Siguió siendo suelo ruso tras la revolución bolchevique de 1917 y tras el triunfo de los sóviets en 1921, cuando crearon la Unión Soviética e impusieron la dictadura del proletariado en todos sus territorios. Durante más de tres décadas se llamó República Autónoma Socialista Soviética de Crimea, hasta que entraron los nazis en 1941 y la tuvieron tres años, hasta que Rusia los aplastó.
Al terminar la Segunda Guerra Mundial, Stalin derogó de un manotazo su estatus autonómico, alegando que los tártaros crimeanos habían apoyado a los nazis, y la anexionó a Rusia. Se inició contra ellos un secreto genocidio provocado también por las hambrunas, una limpieza étnica que dejó la hegemonía de la península a la mayoría de origen ruso: unos 200.000 tártaros fueron deportados a las repúblicas soviéticas asiáticas y del extremo oriente, a Uzbekistán y a Siberia.

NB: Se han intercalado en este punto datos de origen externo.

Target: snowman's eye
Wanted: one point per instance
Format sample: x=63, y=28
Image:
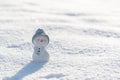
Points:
x=42, y=41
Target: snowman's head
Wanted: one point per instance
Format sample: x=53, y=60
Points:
x=40, y=39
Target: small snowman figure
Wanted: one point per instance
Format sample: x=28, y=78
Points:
x=40, y=41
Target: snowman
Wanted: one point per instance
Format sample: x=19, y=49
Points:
x=40, y=41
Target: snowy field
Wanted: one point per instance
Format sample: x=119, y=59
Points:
x=84, y=39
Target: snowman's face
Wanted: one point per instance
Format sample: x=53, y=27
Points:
x=41, y=40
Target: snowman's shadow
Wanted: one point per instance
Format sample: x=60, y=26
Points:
x=30, y=68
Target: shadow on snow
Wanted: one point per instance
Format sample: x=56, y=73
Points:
x=30, y=68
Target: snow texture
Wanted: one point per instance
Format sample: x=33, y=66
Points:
x=84, y=39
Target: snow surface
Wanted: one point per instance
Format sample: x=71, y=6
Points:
x=84, y=39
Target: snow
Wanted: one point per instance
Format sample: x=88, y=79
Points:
x=84, y=39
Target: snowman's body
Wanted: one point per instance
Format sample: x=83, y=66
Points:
x=40, y=41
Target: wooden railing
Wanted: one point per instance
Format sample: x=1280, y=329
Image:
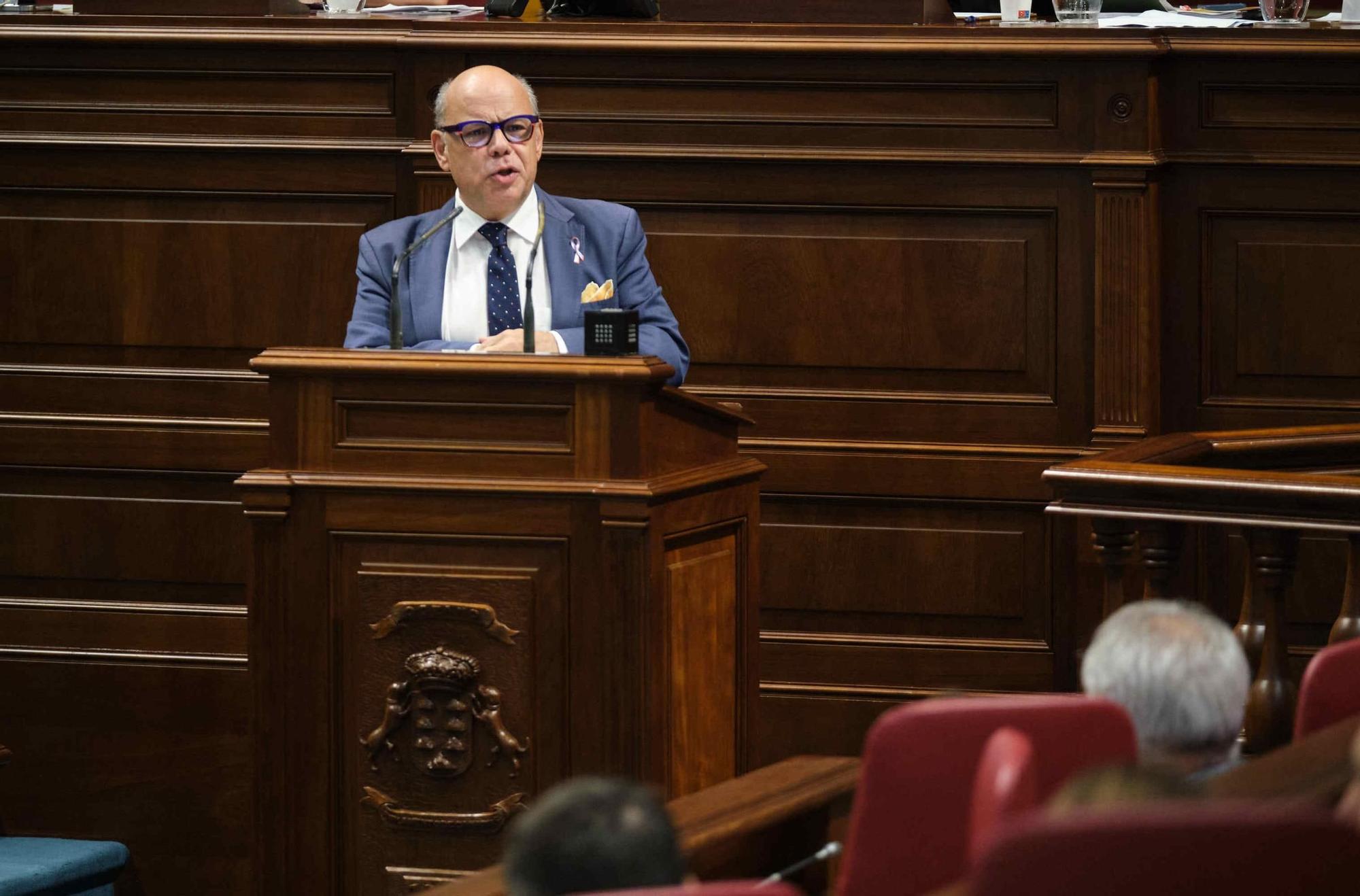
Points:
x=1274, y=485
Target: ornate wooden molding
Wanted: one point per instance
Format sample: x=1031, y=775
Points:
x=483, y=615
x=1127, y=320
x=489, y=822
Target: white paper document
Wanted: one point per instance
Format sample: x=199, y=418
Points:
x=1163, y=20
x=454, y=9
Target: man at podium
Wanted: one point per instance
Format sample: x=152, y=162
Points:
x=464, y=289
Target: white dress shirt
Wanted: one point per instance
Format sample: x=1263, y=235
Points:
x=466, y=274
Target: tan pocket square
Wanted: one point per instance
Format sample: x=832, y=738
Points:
x=596, y=293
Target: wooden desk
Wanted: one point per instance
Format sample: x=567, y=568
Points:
x=928, y=262
x=747, y=827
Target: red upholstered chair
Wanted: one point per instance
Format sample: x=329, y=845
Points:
x=1174, y=850
x=909, y=826
x=1007, y=785
x=1331, y=689
x=711, y=889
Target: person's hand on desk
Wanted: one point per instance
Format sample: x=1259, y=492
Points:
x=545, y=343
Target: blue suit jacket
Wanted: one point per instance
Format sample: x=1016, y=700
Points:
x=613, y=247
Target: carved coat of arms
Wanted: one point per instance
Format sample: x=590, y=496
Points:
x=444, y=702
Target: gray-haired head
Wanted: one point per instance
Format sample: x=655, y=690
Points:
x=1181, y=675
x=441, y=100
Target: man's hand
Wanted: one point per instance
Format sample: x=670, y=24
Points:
x=513, y=342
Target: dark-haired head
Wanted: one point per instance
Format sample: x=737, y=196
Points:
x=592, y=834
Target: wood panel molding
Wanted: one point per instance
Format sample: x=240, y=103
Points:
x=1279, y=107
x=126, y=657
x=201, y=92
x=1127, y=301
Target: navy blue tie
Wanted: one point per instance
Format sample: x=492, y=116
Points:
x=503, y=282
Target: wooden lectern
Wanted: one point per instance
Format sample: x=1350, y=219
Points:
x=477, y=576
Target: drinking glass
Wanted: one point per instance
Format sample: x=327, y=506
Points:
x=1078, y=12
x=1285, y=12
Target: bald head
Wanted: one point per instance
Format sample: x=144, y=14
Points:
x=496, y=179
x=474, y=80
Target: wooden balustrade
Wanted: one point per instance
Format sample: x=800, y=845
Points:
x=1272, y=486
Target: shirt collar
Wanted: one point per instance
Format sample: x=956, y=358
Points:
x=523, y=222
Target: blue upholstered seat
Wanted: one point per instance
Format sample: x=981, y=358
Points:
x=54, y=867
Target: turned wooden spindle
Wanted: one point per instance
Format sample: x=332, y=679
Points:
x=1348, y=621
x=1113, y=542
x=1161, y=547
x=1272, y=697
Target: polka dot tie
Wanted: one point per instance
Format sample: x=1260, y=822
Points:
x=503, y=282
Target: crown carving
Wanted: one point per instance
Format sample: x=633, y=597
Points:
x=444, y=666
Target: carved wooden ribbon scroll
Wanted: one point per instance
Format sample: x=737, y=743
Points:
x=489, y=822
x=483, y=615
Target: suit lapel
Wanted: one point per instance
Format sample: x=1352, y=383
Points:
x=424, y=298
x=565, y=278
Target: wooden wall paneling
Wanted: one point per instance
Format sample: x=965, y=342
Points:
x=1237, y=266
x=122, y=603
x=199, y=256
x=1127, y=303
x=1261, y=108
x=192, y=93
x=702, y=598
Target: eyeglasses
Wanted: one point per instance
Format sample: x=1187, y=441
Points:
x=478, y=134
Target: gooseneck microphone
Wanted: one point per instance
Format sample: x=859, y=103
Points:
x=821, y=856
x=528, y=289
x=395, y=307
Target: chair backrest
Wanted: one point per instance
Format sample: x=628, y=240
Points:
x=1007, y=785
x=711, y=889
x=1172, y=850
x=909, y=826
x=1331, y=689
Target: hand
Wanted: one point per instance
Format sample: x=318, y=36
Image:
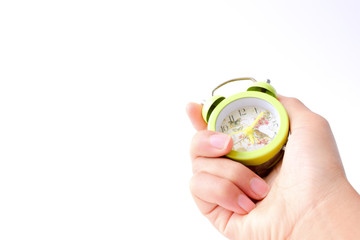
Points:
x=306, y=196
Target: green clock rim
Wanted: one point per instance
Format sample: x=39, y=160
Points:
x=264, y=154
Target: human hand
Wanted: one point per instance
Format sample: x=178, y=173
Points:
x=304, y=194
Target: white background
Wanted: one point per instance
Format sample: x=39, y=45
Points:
x=93, y=133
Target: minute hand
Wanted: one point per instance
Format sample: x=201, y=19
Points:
x=249, y=131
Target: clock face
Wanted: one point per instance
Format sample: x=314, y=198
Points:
x=252, y=127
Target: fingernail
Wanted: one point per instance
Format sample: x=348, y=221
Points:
x=220, y=141
x=245, y=203
x=259, y=187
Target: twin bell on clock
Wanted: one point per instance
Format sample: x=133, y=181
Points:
x=256, y=121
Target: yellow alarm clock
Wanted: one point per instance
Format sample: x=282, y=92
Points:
x=256, y=121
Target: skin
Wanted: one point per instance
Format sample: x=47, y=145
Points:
x=306, y=196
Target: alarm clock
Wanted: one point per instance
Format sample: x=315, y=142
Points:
x=256, y=121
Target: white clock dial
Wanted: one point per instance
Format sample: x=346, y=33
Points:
x=251, y=127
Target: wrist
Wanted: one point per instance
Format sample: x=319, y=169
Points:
x=336, y=217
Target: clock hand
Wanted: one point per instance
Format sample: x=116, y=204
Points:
x=249, y=131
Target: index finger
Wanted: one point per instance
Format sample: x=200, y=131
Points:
x=194, y=112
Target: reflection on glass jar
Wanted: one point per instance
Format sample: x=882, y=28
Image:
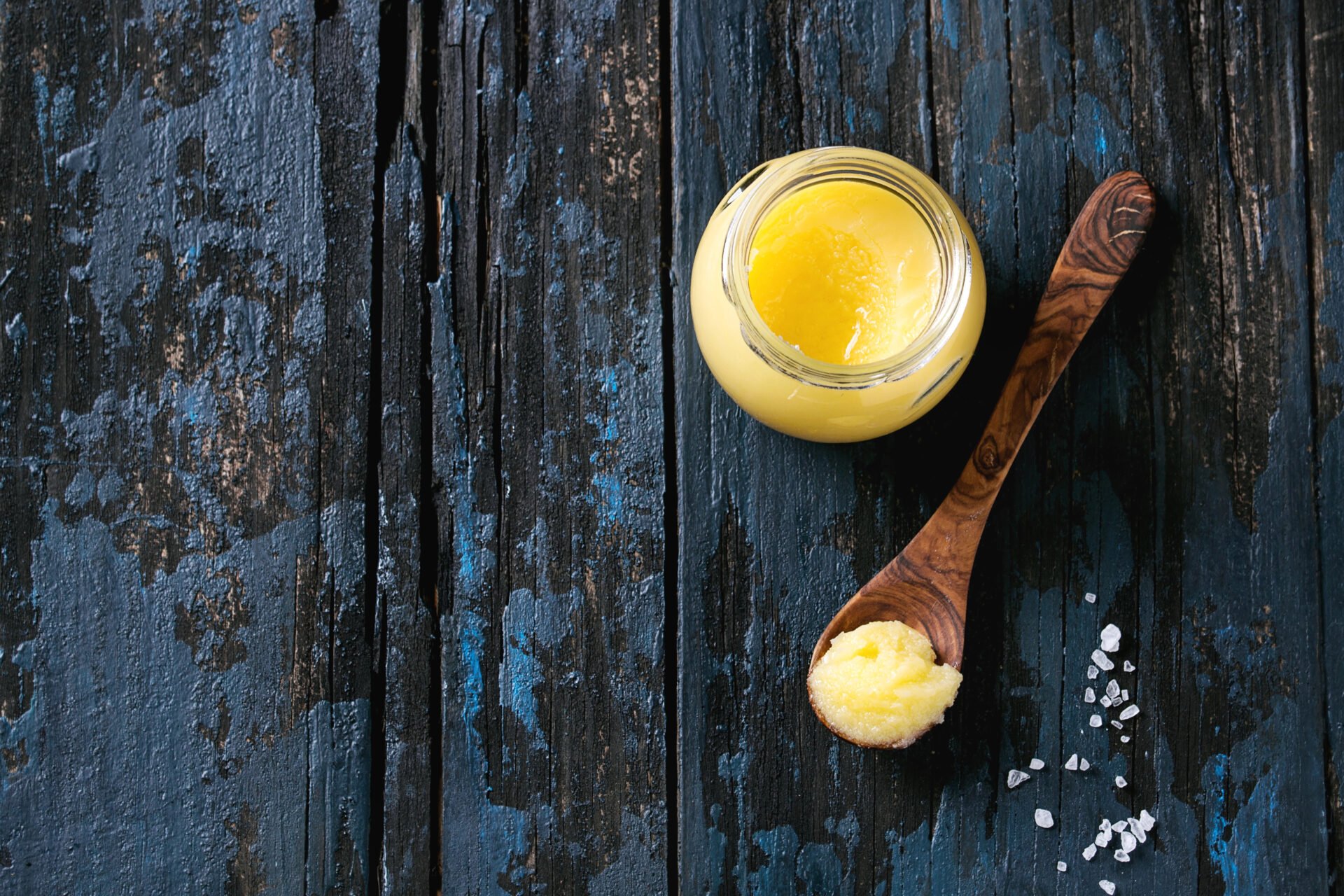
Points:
x=838, y=295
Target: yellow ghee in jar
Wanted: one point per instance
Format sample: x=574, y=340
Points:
x=838, y=295
x=879, y=685
x=846, y=272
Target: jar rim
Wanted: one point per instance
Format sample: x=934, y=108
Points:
x=776, y=181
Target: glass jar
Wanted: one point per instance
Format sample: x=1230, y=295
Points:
x=776, y=382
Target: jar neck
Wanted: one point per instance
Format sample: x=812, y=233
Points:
x=781, y=179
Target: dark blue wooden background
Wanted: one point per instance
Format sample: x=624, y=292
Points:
x=370, y=523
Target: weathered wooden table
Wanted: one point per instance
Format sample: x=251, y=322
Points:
x=369, y=520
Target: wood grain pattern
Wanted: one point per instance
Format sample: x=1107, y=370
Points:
x=926, y=584
x=185, y=382
x=339, y=546
x=547, y=370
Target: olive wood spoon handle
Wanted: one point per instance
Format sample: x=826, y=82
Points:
x=926, y=584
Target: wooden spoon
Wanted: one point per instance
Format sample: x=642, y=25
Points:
x=926, y=584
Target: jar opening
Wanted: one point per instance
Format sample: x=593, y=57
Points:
x=860, y=166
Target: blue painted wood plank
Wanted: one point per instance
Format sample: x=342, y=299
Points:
x=1160, y=476
x=185, y=246
x=1323, y=67
x=547, y=377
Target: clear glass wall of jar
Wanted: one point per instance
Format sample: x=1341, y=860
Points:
x=773, y=381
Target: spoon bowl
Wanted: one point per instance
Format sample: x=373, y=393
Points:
x=926, y=584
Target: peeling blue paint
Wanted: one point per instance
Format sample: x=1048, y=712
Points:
x=949, y=24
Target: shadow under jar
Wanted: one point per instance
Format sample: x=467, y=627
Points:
x=850, y=398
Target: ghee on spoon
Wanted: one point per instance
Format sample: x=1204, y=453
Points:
x=883, y=687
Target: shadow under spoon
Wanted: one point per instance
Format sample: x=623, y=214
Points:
x=926, y=584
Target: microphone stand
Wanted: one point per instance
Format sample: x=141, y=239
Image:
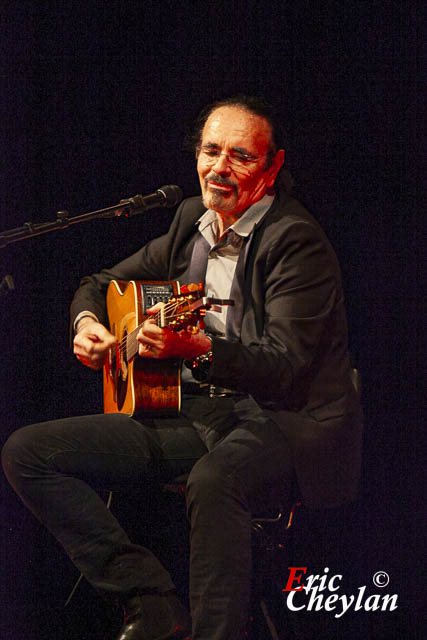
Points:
x=30, y=229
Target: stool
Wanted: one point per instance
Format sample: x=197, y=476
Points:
x=269, y=533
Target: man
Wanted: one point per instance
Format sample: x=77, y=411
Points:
x=281, y=402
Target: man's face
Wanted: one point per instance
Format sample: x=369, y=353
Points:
x=231, y=160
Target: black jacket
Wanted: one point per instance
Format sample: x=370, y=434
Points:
x=292, y=354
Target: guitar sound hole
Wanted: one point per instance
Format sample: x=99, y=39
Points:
x=122, y=374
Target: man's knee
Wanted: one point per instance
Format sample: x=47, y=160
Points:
x=210, y=483
x=17, y=452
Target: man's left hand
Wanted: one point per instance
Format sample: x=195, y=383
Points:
x=158, y=342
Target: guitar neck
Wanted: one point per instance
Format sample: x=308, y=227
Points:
x=173, y=315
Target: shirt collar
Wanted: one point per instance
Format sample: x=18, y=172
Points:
x=244, y=225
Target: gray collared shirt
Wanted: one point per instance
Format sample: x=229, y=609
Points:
x=223, y=256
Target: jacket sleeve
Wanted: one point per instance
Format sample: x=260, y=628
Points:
x=295, y=295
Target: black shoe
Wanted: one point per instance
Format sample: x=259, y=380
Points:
x=155, y=617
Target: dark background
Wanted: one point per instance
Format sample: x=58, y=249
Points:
x=96, y=101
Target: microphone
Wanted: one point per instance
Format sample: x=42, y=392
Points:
x=167, y=196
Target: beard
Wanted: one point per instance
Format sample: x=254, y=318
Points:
x=215, y=198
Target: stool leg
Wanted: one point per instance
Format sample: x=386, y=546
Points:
x=272, y=629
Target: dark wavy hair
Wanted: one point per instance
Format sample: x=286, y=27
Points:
x=260, y=107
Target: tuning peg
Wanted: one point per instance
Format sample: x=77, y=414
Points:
x=193, y=329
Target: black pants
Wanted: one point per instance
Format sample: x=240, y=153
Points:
x=238, y=461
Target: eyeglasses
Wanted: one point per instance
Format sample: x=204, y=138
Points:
x=236, y=158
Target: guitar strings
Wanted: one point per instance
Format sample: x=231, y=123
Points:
x=169, y=310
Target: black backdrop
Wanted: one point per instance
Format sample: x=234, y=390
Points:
x=96, y=101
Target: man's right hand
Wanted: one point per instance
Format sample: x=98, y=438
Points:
x=92, y=342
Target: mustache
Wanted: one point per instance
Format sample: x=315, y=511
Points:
x=220, y=180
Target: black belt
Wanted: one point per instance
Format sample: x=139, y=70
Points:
x=213, y=391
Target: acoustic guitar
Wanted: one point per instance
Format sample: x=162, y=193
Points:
x=135, y=385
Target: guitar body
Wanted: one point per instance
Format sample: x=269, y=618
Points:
x=132, y=384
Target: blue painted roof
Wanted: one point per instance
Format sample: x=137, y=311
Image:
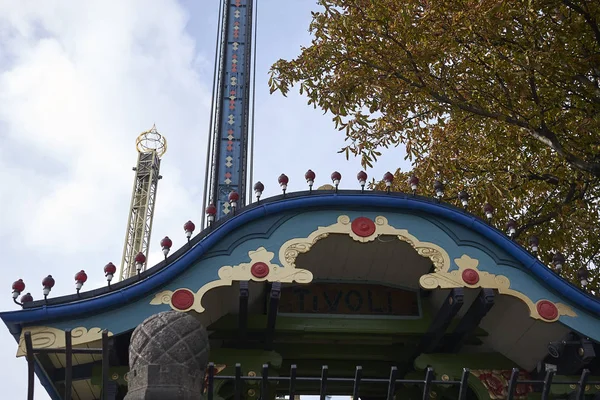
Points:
x=156, y=277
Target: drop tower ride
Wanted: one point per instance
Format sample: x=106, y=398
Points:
x=230, y=141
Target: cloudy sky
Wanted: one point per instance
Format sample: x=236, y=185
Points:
x=79, y=80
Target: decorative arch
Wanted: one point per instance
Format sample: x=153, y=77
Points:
x=469, y=276
x=259, y=269
x=363, y=230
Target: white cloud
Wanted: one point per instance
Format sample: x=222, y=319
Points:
x=78, y=82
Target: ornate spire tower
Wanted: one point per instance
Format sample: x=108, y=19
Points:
x=151, y=146
x=227, y=161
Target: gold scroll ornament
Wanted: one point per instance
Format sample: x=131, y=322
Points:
x=45, y=337
x=241, y=272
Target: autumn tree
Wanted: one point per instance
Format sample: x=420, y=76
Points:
x=497, y=98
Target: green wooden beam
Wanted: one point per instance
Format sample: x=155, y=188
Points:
x=346, y=326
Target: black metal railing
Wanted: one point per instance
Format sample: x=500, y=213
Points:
x=392, y=382
x=68, y=351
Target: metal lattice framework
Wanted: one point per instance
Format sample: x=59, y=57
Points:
x=229, y=136
x=151, y=146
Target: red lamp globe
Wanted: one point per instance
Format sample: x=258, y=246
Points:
x=310, y=177
x=362, y=178
x=189, y=228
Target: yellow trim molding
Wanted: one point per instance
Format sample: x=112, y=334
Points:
x=45, y=337
x=292, y=248
x=260, y=269
x=469, y=276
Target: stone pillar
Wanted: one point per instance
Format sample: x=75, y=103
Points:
x=168, y=355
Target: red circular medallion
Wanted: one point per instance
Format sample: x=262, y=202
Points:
x=259, y=270
x=547, y=310
x=470, y=276
x=363, y=227
x=182, y=299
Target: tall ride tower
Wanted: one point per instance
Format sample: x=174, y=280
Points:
x=151, y=146
x=227, y=161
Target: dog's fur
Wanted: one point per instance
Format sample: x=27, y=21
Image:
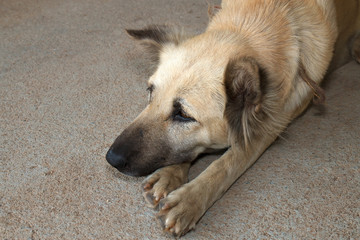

Una década después, en 1954, Nikita Kruschev -que además de presidente de la URSS era ucraniano- traspasó la soberanía de Crimea a la entonces República Socialista Soviética de Ucrania. Fue un regalo envenenado. Nadie imaginaba que algún día podría desaparecer la URSS y con ella se iniciaría el eterno litigio que hoy se vive sobre la propiedad política de la península. Porque la propiedad moral -y ahí está la sangre rusa derramada en la Historia en defensa de Crimea- no quiere dejar lugar a dudas sobre su ascendencia moscovita.
En fin, un lío. En las conversaciones cotidianas hay que tener un exquisito cuidado al referirse al tema. Crimea es hoy un "territorio recuperado", según Rusia, o un "territorio ocupado", según Ucrania. Y Yalta es ejemplo de ello. En poco más de 20 años, y hablando siempre el mismo idioma, ha cambiado tres veces de bandera: primero soviética -roja con la hoz y el martillo-, luego ucraniana -celeste y amarillo- y ahora rusa -blanco, azul y rojo-. Una ciudad, una península, que en apenas nueve meses ha tenido que volver a sustituir su sistema de cálculo para pensar en rublos lo que antes pagaba o cobraba en grivnas ucranianas. Una ciudad, toda una Crimea inexistente, que aún padece la trágica mudanza hacia Ucrania o a Rusia, según el caso, y de cuya tragedia de refugiados no tenemos ni la más remota idea en Occidente (Imagen: en la península de Crimea Lenin sigue en su sitio, pero ahora le rodean banderas rusas donde antes estuvieron las banderas).
Mientras tomo el último café en el paseo marítimo de Yalta las nubes bajan de las montañas y provocan la noche, como siempre de repente. Veo que en las vallas publicitarias se han cambiado los prefijos telefónicos ucranianos por los rusos y las direcciones electrónicas que acababan en .ua ahora terminan en .ru. A la luz de una farola repaso algunas de mis notas. Una conversación con James, un niño de 12 años nacido en Feodosia: "Hasta los cuatro años estaba orgulloso de ser ucraniano; ahora me siento ruso". Otra de Sergei a la que no presté atención: "No está permitido el paso desde Crimea a Ucrania, te lo aviso". Y otras dos más de unas conversaciones telefónicas, una con Víctor -de Lviv, Ucrania-, y otra de mi amigo Vyacheslav -de Kiev-. Los dos dicen lo mismo: "Si intentas pasar a Ucrania no te sellarán el pasaporte; y si no te lo sellan -que no te lo sellarán- serás un ilegal y tendrás muchos problemas. No intentes pasar a Ucrania desde Crimea".
Por un momento pienso en que estoy en el avispero y que no me he dado cuenta; pero enseguida cierro la libreta y vuelvo a hacer caso omiso de las gentiles advertencias.